Ainsi, les nombreux personnages qu’on rencontre dans 7 n’ont guère d’intériorité. Ils n’ont pas de voix singulières. La première histoire, Hélicéenne, est racontée par un vendeur de rues, qui pourtant ne parle pas du tout comme le fils d’un « modeste manutentionnaire algérien » grandi à Garges-lès-Gonesse. Voilà comme il décrit des passants : « j’avais le sentiment bizarre d’avoir affaire à un couple de jeunes gens en pleine santé grimés en vieillards de commedia dell’arte à l’aide d’un faux nez de farces et attrapes, d’une perruque d’occasion et d’une épaisse couche de fond de teint gris. » Quel vendeur à la sauvette s’exprimerait ainsi ? Pourtant, le même récit contient une trouvaille narrative géniale : il y est question d’une nouvelle drogue qui permet de se retrouver mentalement à un âge antérieur, par exemple à 22 ou à 17 ans.

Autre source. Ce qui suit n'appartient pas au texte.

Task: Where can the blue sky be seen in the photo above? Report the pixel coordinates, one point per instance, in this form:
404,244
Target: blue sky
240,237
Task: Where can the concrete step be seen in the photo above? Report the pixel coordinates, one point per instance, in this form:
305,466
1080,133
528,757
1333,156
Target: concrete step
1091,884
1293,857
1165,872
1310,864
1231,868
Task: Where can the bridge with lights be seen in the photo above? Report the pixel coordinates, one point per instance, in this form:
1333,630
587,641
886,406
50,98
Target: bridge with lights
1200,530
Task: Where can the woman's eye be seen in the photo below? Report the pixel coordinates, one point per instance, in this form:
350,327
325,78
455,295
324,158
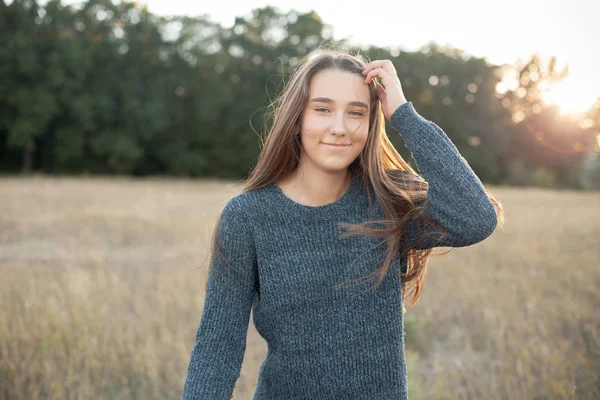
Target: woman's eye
356,113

7 rompt bien des codes romanesques : si les personnages n’ont pas de psychologie, si leur voix est blanche, c’est volontaire, cela fait partie d’un projet philosophique plus ample, chaque récit donnant l’occasion de découvrir d’impressionnantes collections de choses. Qu’il fasse une liste des drogues à la mode (p. 23), des composés chimiques hallucinogènes (p. 34), de la scène rock de l’année 1984 (p. 74) ou des inscriptions sur les portes des toilettes de bars (p. 256), Garcia est d’une précision, d’une capacité de classement et d’interprétation hors du commun. Aussi, ne soyez pas déçus de ne pas rencontrer des humains dans ce livre : car vous y verrez proliférer, jusqu’à l’épidémie, les objets les plus bizarres de notre époque, des mp3 aux ovnis.